Involved in politics since the 1980s, Kozu said the stream of voters – even at a polling place that served five precincts – was slow. “Unfortunate. Can’t blame the weather,” he said.

Ellis Thornton, a Boston police detective, called the limited participation unsurprising.

“It’s a primary,” Thornton said. “Most of the people don’t come out for the primary. Then they complain when their candidate’s not in there.”

Meanwhile, two precincts at the Boston Public Library Copley branch – in District 8, which did not have a council race – each had about 60 votes by 2 p.m.

Voters were also active in District 7, where they will elect a successor to Jackson.

In addition to Janey, Faulk, and Jibril, ten candidates were seeking that seat: Roy Owens, a former teacher; Angelina Magdalena Camacho, program manager of Action for Boston Community Development; Brian S. Keith, president of the Mount Pleasant Avenue, Vine and Forest Street Neighborhood Association; Joao Gomes Depina, a community activist; Domonique A. Williams, who worked in the Obama administration; Hassan A Williams, a former teacher and attorney; Steven A. Wise, a community activist; Jose Lopez, an attorney and former teacher; Charles Clemons Muhammad, a DJ and former Boston police officer; and Carlos Tony Henriquez, a former state representative.
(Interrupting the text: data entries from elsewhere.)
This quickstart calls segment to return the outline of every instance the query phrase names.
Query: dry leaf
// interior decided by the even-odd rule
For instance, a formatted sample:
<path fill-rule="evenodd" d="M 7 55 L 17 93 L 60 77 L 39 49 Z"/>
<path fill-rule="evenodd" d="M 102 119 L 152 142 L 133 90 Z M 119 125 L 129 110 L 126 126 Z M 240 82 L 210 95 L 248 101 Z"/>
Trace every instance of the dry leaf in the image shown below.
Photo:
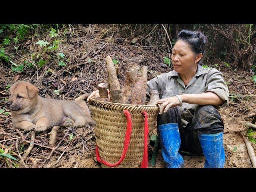
<path fill-rule="evenodd" d="M 16 82 L 17 81 L 18 81 L 18 80 L 19 79 L 19 77 L 20 77 L 20 75 L 16 75 L 14 77 L 14 82 Z"/>
<path fill-rule="evenodd" d="M 71 79 L 71 80 L 72 81 L 76 81 L 76 80 L 77 80 L 77 79 L 78 79 L 77 77 L 74 76 Z"/>

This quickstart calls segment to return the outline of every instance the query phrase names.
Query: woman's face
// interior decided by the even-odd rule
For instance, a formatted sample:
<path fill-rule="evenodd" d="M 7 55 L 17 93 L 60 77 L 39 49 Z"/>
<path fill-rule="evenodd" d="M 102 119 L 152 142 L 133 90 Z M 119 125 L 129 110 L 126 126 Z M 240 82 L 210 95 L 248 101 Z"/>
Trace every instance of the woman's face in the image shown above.
<path fill-rule="evenodd" d="M 183 74 L 196 67 L 195 62 L 197 62 L 200 59 L 198 60 L 198 57 L 195 56 L 189 44 L 182 40 L 178 41 L 173 48 L 171 56 L 175 71 Z"/>

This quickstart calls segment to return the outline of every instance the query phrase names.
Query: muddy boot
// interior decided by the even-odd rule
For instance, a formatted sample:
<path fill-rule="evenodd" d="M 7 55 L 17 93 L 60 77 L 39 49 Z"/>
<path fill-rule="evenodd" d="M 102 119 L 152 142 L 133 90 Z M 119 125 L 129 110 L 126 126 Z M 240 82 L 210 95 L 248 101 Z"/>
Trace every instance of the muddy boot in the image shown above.
<path fill-rule="evenodd" d="M 205 157 L 205 168 L 223 168 L 225 163 L 223 132 L 198 134 L 198 138 Z"/>
<path fill-rule="evenodd" d="M 178 124 L 166 123 L 158 126 L 162 155 L 167 168 L 180 168 L 184 165 L 178 153 L 180 137 Z"/>

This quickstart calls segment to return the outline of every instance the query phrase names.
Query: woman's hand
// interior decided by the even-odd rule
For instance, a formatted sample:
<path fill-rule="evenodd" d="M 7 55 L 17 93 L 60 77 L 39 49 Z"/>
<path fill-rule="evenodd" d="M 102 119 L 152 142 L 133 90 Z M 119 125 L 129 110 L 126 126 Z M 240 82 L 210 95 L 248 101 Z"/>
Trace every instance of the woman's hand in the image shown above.
<path fill-rule="evenodd" d="M 87 98 L 87 102 L 89 101 L 90 99 L 92 97 L 100 97 L 100 94 L 99 93 L 99 90 L 96 90 L 96 91 L 93 91 L 92 93 L 89 96 L 88 98 Z"/>
<path fill-rule="evenodd" d="M 180 104 L 180 101 L 176 96 L 168 97 L 164 99 L 160 99 L 156 101 L 153 105 L 160 104 L 159 114 L 161 114 L 163 111 L 166 112 L 171 107 L 174 107 Z"/>

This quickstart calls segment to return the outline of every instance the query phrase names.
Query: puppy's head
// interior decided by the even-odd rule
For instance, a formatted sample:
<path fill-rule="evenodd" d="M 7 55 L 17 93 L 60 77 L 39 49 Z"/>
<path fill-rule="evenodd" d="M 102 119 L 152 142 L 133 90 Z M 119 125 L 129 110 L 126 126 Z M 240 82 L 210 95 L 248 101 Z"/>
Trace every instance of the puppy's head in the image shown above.
<path fill-rule="evenodd" d="M 38 91 L 36 87 L 28 82 L 17 82 L 10 88 L 6 106 L 11 111 L 28 112 L 35 102 Z"/>

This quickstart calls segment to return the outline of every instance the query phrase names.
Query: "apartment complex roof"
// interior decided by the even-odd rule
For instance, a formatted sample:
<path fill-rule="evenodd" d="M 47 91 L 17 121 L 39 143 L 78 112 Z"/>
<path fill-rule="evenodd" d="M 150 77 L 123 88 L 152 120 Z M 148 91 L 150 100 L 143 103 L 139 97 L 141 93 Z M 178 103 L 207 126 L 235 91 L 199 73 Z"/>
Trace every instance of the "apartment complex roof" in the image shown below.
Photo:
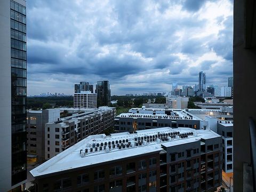
<path fill-rule="evenodd" d="M 210 130 L 156 128 L 106 135 L 90 135 L 30 171 L 35 177 L 103 163 L 166 147 L 220 137 Z"/>

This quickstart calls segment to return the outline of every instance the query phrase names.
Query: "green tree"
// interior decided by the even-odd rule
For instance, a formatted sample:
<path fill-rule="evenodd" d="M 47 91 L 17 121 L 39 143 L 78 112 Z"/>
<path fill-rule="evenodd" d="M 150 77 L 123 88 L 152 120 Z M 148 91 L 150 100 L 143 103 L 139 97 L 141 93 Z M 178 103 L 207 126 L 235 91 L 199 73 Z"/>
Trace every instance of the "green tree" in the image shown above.
<path fill-rule="evenodd" d="M 52 106 L 50 105 L 49 103 L 45 103 L 43 105 L 43 107 L 42 107 L 43 109 L 47 109 L 51 108 L 52 108 Z"/>

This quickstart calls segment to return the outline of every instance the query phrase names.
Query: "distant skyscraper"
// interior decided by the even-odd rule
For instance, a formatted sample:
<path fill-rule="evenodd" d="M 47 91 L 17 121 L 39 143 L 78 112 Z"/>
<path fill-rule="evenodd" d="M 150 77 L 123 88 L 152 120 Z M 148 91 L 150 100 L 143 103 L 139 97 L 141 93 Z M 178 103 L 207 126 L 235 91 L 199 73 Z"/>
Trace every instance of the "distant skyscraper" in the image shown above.
<path fill-rule="evenodd" d="M 26 4 L 0 3 L 1 191 L 25 190 L 27 179 Z"/>
<path fill-rule="evenodd" d="M 206 76 L 205 73 L 199 72 L 198 74 L 199 91 L 204 91 L 206 89 Z"/>
<path fill-rule="evenodd" d="M 233 77 L 228 78 L 228 87 L 233 88 Z"/>
<path fill-rule="evenodd" d="M 89 85 L 89 82 L 81 82 L 79 84 L 75 84 L 75 93 L 79 93 L 81 91 L 89 91 L 93 93 L 93 85 Z"/>
<path fill-rule="evenodd" d="M 111 100 L 110 85 L 108 81 L 98 82 L 95 93 L 97 93 L 98 106 L 108 106 Z"/>
<path fill-rule="evenodd" d="M 214 89 L 214 96 L 215 97 L 231 97 L 231 87 L 222 86 Z"/>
And voters are expected to see a match-up between the city’s oldest political forces and its emerging demographics in District 1, which includes the North End, Charlestown, and East Boston.

In the running were Passacantilli, who comes from an established political family in the North End; Edwards, a lawyer who has lived in East Boston for a decade; and Margaret M. Farmer, a development director at the North Suffolk Mental Health Association.

In District 9, Allston-Brighton City Councilor Mark S. Ciommo faced challenges from Brandon David Bowser and Alexander Bernhard Golonka. Ciommo rang up 57 percent of the vote, to Bowser’s 23 percent.